Printemps durable

  • Posté le : 24/04/2012 - 21:03
  • par : Yann

Dimanche dernier, j'ai surmonté mon aversion pour les regroupements de plus de deux personnes en participant à la manifestation pour le jour de la terre. En entrant dans la station de métro Jean Talon, j'ai compris qu'à moins que Villeray soit le seul quartier de Montréal à se soucier de l'avenir de la planète, l'évènement allait connaître un énorme succès. Le quai était tellement bondé de manifestants qu'il était aussi difficile de trouver une place dans un wagon qu'une source d'eau potable près d'un puits de gaz de schiste. Je me suis donc rabattu sur le moyen de transport le plus écologique qui se trouvait à ma portée : mes pieds.

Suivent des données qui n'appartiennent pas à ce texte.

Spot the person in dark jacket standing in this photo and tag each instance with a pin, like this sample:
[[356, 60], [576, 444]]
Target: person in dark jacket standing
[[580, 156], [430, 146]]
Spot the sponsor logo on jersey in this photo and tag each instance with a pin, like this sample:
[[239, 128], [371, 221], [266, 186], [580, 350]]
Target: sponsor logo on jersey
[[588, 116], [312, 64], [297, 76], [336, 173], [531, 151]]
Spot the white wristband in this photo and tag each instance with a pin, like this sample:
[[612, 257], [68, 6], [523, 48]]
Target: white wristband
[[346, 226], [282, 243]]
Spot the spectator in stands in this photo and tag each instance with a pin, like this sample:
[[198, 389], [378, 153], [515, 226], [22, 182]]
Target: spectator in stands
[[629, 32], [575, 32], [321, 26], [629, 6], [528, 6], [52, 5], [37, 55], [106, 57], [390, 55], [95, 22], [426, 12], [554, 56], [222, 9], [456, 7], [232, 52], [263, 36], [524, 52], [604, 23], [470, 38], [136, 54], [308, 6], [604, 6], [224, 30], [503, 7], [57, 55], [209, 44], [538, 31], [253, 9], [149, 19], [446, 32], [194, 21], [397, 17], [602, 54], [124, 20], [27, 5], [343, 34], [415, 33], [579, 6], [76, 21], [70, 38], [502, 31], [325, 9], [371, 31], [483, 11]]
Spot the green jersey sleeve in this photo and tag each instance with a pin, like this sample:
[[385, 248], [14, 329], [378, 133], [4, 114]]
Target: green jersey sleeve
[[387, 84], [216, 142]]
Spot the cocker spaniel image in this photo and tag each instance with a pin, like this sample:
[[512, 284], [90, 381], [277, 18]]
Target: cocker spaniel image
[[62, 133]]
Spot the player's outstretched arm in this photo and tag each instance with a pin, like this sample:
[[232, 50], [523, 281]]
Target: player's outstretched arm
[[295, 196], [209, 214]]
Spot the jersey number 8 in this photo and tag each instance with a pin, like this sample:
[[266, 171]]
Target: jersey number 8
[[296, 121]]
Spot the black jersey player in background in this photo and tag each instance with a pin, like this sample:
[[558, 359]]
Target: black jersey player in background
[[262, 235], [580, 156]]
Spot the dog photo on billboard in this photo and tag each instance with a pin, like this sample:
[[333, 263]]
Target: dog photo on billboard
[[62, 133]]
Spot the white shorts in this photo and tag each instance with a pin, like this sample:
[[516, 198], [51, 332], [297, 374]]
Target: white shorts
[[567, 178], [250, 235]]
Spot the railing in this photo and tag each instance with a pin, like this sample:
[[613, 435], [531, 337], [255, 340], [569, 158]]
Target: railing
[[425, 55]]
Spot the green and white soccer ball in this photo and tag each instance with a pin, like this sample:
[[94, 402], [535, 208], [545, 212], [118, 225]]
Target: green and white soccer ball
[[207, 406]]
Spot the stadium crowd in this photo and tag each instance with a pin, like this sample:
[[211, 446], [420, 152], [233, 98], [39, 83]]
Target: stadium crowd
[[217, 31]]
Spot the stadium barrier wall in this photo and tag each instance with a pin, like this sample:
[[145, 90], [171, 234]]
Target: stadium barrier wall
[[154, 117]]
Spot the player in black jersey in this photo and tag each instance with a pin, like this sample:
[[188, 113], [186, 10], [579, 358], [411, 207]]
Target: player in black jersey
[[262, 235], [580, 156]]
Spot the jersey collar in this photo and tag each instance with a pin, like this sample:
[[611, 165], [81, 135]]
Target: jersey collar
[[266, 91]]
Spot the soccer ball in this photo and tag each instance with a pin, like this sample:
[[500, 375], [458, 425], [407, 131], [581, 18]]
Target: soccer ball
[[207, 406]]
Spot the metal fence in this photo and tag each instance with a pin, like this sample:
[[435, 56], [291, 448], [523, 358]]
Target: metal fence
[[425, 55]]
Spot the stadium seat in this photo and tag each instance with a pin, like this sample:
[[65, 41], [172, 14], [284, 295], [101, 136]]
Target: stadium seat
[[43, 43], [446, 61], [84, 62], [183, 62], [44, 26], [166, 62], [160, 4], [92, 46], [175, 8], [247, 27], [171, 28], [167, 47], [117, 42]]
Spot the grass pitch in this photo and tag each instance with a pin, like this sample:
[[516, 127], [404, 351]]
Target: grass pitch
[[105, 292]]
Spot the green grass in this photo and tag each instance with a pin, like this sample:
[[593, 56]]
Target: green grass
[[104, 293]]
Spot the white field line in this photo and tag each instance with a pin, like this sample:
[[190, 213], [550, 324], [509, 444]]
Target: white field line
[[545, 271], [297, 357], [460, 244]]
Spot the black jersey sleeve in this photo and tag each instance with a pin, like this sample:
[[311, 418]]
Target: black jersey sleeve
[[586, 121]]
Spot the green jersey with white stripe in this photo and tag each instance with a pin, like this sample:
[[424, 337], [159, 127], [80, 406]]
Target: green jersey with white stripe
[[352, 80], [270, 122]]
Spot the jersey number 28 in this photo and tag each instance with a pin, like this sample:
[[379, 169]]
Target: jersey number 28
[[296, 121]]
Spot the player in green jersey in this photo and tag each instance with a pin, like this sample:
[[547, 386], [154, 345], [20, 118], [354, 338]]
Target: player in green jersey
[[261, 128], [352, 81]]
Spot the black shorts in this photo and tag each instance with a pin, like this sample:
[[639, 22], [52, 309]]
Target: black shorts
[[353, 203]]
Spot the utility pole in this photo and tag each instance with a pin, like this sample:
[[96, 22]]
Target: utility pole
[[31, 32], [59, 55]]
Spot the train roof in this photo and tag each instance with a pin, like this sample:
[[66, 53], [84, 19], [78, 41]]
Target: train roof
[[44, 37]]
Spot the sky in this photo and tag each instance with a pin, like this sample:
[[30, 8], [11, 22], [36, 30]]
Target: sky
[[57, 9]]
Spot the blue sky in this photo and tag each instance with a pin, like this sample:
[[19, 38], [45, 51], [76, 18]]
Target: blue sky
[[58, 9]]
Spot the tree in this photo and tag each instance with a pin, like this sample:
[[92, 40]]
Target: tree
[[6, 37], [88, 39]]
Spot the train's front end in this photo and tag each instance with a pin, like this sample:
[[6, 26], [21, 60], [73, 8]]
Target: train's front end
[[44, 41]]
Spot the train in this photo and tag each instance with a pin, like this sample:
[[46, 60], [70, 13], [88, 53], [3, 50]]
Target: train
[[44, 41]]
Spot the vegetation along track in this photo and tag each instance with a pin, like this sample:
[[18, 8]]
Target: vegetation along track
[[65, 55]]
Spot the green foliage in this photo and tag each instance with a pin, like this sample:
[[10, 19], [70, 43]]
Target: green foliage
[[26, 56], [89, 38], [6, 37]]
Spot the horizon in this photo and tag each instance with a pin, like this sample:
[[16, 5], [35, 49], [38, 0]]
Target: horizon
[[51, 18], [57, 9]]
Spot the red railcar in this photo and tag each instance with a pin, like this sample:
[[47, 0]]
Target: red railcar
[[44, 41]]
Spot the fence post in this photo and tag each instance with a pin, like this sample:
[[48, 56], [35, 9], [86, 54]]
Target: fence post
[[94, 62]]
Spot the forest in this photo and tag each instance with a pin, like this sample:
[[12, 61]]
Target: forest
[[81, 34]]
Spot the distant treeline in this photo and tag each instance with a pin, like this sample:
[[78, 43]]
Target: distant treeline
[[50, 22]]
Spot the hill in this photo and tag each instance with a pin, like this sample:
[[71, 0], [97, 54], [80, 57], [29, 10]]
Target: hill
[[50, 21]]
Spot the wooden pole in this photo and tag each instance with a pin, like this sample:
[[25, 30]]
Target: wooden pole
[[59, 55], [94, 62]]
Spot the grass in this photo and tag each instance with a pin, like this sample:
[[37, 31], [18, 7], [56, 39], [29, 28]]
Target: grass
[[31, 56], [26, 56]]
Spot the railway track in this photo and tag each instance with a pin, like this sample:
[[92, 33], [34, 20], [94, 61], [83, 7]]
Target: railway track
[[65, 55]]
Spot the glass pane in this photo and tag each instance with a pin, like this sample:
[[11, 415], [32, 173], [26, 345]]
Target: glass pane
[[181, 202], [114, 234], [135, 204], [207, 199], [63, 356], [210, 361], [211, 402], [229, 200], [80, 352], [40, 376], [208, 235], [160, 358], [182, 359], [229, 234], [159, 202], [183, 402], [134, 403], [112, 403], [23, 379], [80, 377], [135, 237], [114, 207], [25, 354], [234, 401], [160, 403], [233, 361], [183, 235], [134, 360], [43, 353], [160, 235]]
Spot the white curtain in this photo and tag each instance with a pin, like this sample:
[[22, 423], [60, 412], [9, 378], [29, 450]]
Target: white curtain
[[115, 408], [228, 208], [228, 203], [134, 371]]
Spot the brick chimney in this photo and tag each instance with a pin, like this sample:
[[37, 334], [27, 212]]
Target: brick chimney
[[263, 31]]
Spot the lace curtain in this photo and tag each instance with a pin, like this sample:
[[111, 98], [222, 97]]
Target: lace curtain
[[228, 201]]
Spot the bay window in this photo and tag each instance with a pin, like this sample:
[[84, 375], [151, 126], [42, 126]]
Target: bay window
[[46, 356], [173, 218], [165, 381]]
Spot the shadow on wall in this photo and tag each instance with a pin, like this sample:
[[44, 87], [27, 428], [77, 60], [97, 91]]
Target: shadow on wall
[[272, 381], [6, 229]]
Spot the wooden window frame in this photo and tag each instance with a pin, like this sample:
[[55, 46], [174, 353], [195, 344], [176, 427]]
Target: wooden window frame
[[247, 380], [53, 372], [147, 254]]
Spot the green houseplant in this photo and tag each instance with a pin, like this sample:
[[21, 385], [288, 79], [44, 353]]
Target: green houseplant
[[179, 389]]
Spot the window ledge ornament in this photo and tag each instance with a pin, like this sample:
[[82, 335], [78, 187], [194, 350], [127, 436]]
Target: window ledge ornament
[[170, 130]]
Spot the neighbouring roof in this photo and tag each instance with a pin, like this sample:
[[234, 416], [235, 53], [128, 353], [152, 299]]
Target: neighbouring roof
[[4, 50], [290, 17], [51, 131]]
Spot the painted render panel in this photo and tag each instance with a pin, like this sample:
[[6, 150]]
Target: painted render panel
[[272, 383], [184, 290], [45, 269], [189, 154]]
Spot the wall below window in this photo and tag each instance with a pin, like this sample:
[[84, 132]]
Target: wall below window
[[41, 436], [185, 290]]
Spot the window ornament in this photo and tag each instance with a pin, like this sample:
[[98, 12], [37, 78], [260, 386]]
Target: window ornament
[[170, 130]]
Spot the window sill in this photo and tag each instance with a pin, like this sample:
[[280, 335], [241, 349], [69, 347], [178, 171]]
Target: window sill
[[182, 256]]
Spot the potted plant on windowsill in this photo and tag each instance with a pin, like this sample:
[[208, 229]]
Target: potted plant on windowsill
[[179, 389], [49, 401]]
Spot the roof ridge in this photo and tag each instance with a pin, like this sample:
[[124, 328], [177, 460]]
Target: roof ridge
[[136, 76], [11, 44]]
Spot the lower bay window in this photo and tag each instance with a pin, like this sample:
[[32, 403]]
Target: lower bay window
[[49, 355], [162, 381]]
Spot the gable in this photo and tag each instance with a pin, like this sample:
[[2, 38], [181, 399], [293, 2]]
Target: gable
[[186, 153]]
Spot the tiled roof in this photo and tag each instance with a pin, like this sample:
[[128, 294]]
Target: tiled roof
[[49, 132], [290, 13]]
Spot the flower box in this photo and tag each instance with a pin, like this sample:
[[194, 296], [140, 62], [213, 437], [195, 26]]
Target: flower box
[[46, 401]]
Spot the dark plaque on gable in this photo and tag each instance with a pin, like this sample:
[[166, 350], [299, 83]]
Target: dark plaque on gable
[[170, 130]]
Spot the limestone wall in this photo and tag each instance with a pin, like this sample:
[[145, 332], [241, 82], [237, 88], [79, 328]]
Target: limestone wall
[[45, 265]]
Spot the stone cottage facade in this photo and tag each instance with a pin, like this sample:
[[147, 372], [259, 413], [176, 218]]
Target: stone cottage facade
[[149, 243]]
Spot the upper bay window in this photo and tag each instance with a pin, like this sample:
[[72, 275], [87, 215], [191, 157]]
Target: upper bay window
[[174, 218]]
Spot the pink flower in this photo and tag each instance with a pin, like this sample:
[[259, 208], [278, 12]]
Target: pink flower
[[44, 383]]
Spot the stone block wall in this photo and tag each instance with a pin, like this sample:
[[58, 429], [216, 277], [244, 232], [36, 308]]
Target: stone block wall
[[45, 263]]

De nombreux défenseurs de la planète avaient suivi le même raisonnement que moi et marchaient par petits groupes en direction du centre-ville. La pluie glaciale qui tombe depuis des jours sur Montréal s'était interrompue juste pour cette journée, incontestable preuve que Gaïa était de notre côté ou que nous avions eu un sacré coup de bol. Au bout de six kilomètres de marche, je suis arrivé à la Place des Arts plus d'une heure après le départ officiel du cortège. En raison de l'affluence, la place était cependant encore envahie de manifestants qui attendaient patiemment de pouvoir avancer.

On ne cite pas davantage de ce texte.